Professional Documents
Culture Documents
2017-07-24 14:40:00
Maricelle O. Monteagudo-Chu, PharmD, BCPS-AQID, and Nageh Shaeishaa, RPH, MSC
Deciding on the duration of antimicrobial therapy for an infection is neither straightforward
nor simple. Most recommendations in infectious disease guidelines are based on either expert
opinions or evidence-based medicine. A short or long course of antibiotics can be given to a
patient, depending on the drug used, the severity of an infection, and response to treatment
(Table 1).
Although antibiotics are, in general, safe, they also have many risks associated with their use,
including the development of allergic reactions, Clostridium difficile infection, and antibiotic
resistance, as well as a higher price tag. As such, many clinicians prefer prescribing a shorter
treatment course.
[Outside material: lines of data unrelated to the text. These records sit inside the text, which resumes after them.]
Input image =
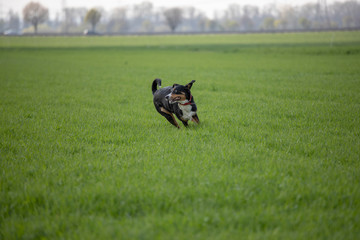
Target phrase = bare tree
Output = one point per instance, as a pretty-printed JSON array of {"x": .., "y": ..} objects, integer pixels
[
  {"x": 35, "y": 14},
  {"x": 14, "y": 21},
  {"x": 93, "y": 17},
  {"x": 173, "y": 17}
]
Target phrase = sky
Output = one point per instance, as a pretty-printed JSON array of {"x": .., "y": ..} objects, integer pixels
[{"x": 207, "y": 6}]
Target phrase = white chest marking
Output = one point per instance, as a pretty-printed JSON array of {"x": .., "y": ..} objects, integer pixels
[{"x": 187, "y": 113}]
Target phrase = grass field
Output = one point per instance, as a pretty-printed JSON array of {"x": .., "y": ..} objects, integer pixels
[{"x": 85, "y": 155}]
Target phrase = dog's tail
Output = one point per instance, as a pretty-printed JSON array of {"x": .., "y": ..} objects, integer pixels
[{"x": 156, "y": 82}]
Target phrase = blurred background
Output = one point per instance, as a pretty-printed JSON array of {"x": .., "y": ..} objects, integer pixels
[{"x": 106, "y": 17}]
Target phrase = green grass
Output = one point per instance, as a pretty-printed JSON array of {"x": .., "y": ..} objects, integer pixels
[{"x": 85, "y": 155}]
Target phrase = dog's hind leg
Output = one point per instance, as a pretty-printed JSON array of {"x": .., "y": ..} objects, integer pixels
[
  {"x": 185, "y": 123},
  {"x": 169, "y": 116},
  {"x": 195, "y": 118}
]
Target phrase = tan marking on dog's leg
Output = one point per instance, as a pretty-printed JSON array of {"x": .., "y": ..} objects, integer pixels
[{"x": 169, "y": 113}]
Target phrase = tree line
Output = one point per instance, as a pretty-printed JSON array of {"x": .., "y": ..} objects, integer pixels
[{"x": 145, "y": 18}]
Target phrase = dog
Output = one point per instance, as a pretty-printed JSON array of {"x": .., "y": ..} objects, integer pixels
[{"x": 175, "y": 100}]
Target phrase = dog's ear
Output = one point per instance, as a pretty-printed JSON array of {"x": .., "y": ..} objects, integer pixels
[{"x": 189, "y": 85}]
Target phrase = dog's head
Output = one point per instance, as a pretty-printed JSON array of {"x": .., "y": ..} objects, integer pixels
[{"x": 180, "y": 93}]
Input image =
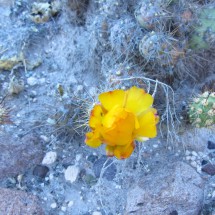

However, it also is important to provide a substantial treatment course so
that an infection is treated adequately and relapse is prevented. This article is a review of the
general principles for setting optimal antibiotic durations of therapy.
CHOICE OF AGENT
Antibiotics work by either selectively killing (bactericidal) or inhibiting the growth
(bacteriostatic) of bacteria. Infections with a high bacterial burden, such as those seen in
infective endocarditis, require treatment with antibiotics with rapid bactericidal activity. In
most cases, more than 1 antibiotic is used to provide synergistic activity and rapid killing. For
example, when treating native valve endocarditis caused by penicillin-susceptible viridans
streptococci, the usual treatment duration can vary from 2 to 4 weeks. If penicillin G or
ceftriaxone monotherapy is prescribed, the treatment duration should be 4 weeks; however, if
either antibiotic is used in combination with an aminoglycoside, then the treatment can be
shortened by 2 weeks.11
Another factor that can affect the efficacy of antibiotics is their ability to penetrate and
remain (for an adequate time) at the site of infection. Fosfomycin tromethamine, quinolones,
nitrofurantoin, trimethoprim-sulfamethoxazole and beta-lactams are some of the antibiotics
used to treat urinary tract infections. Even though these antibiotics can concentrate well in the
genitourinary tract, each can differ in duration of treatment. For example, fosfomycin can be
given in a 1-time dose because a single 3-g oral dose can provide a peak urinary
concentration within 4 hours and remain elevated (>128 mg/L) for ≤48 hours.12 In another
example, Hooton et al found that a 3-day course of cefpodoxime proxetil, a third-generation
cephalosporin, did not provide a similar cure rate as it did with a 3-day regimen of
ciprofloxacin (cure rate, 82% vs 93%, respectively; 95% CI, 3%-18%) for the treatment of
acute uncomplicated cystitis.13
The ability of antibiotics to penetrate necrotic tissues, abscesses, or biofilms also can limit
their efficacy. Infections can be difficult to treat and require prolonged antibiotic courses.
Unless surgical intervention is undertaken to remove debris and/ or drain abscesses,
antibiotics cannot reach infected sites. For example, a course of antibiotics for intraabdominal
infections is no longer than 7 days; however, if it is difficult to perform the source control
procedure (eg, drain infected foci, control ongoing peritoneal contamination), a longer
treatment course is necessary.8
Rechecking for cultures is not always necessary once a patient begins responding to therapy,
except in the case of bloodstream infections. Monitoring for bacterial clearance is crucial
because day 1 of antimicrobial therapy is the first day on which negative blood cultures are
obtained.15 Acquiring unnecessary cultures should be avoided because a positive culture
having no signs and symptoms of infection could lead to treating colonized bacteria.
The use of biomarkers, such as C-reactive protein (CRP), and the procalcitonin test also has
been instrumental in evaluating antibiotic response and determining the duration of antibiotic
therapy. Unlike CRP, procalcitonin is more specific to bacterial infections; therefore, the test
has been used to curtail unnecessary antibiotic usage. Use of the procalcitonin-guided
algorithm has been shown to reduce the duration of exposure to antibiotics by ≤25% in
patients with lower respiratory tract infections16 and 23% in patients who are critically ill.17
CONCLUSION
Pharmacists are vital team members in antibiotic stewardship. Thus, they should have a good
understanding of the ways in which antibiotics work and the factors that affect their efficacy.
In addition, they must be able to monitor for responses to antibiotics to ensure that patients
are treated adequately and infection relapses are prevented.